Module delivery information

Location Term Level1 Credits (ECTS)2 Current Convenor3 2022 to 2023
Canterbury
Autumn Term 6 15 (7.5) Amanda Holy checkmark-circle

Overview

The module will be divided into three main sections. The first section will involve an examination of the banker-customer relationship, including the rights and obligations of the parties in that relationship, the use of different methods of payments and remedies. The second section will focus on the provision of credit by banks to customers. This section will look at the types of credit facilities provided by banks, the taking of security by banks and the enforcement of such security. The final section will focus on money laundering regulation within the banking industry.

Details

Contact hours

Contact hours: 20
Private study hours: 130
Total study hours: 150

Availability

All Social Sciences undergraduate Law programmes

Method of assessment

Main assessment methods
The module will be examined on the basis of 100% coursework:

Essay, 2,500 words (70%)
'Policy-Orientated' Problem Question, 1,250 words (30%)

Reassessment methods
Like-for-like

Indicative reading

• A Arora, Banking Law (Pearson 2014)
• A Arora, Electronic Banking and the Law (2nd ed, Banking Technology, 1993)
• R Cranston, Principles of Banking Law (2nd ed, Oxford University Press, 2002)
• M Hapgood, Paget's Law of Banking (13th ed, LexisNexis Butterworths, 2007)
• G Penn & J Wadsley, The Law relating to Domestic Banking (Sweet & Maxwell, 2002)

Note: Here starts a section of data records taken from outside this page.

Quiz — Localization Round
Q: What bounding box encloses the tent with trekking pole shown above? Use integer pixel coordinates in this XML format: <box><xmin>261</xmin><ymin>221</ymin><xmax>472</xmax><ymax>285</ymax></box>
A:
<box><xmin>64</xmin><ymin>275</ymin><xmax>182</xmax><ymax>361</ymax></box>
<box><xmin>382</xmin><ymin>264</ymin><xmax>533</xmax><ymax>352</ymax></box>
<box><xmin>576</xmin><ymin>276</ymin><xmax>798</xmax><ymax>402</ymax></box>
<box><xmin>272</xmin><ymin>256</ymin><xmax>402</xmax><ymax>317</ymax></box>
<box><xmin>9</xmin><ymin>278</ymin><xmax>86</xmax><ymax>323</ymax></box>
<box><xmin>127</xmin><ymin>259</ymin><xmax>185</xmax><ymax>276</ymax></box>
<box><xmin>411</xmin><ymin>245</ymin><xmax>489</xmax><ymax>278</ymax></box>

See the library reading list for this module (Canterbury)

Learning outcomes

The intended subject specific learning outcomes.
On successfully completing the module students will be able to:

1. demonstrate an in-depth understanding of the nature and legal status of the banker-customer relationship;
2. demonstrate detailed knowledge of the operation of customer accounts and the scope of the bank's duties to customers;
3. demonstrate detailed knowledge of banking operations, including the provision of credit, the taking and enforcement of security for loans;
4. analyse and critically evaluate the relationship between the law and banking business as well as the practical application of the law to banking;
5. recognise and evaluate the issues related to the provision of banking services and regulation of the banking industry.

The intended generic learning outcomes.
On successfully completing the module students will be able to:

1. structure, formulate, communicate as well as defend their arguments in relation to the issues identified;
2. organise their work, engage in independent study and use of resources particularly from the Library, the Kent electronic network (e.g. Library CD-ROMs, Lexis) and the Internet;
3. carry out independent research.

Notes

  1. Credit level 6. Higher level module usually taken in Stage 3 of an undergraduate degree.
  2. ECTS credits are recognised throughout the EU and allow you to transfer credit easily from one university to another.
  3. The named convenor is the convenor for the current academic session.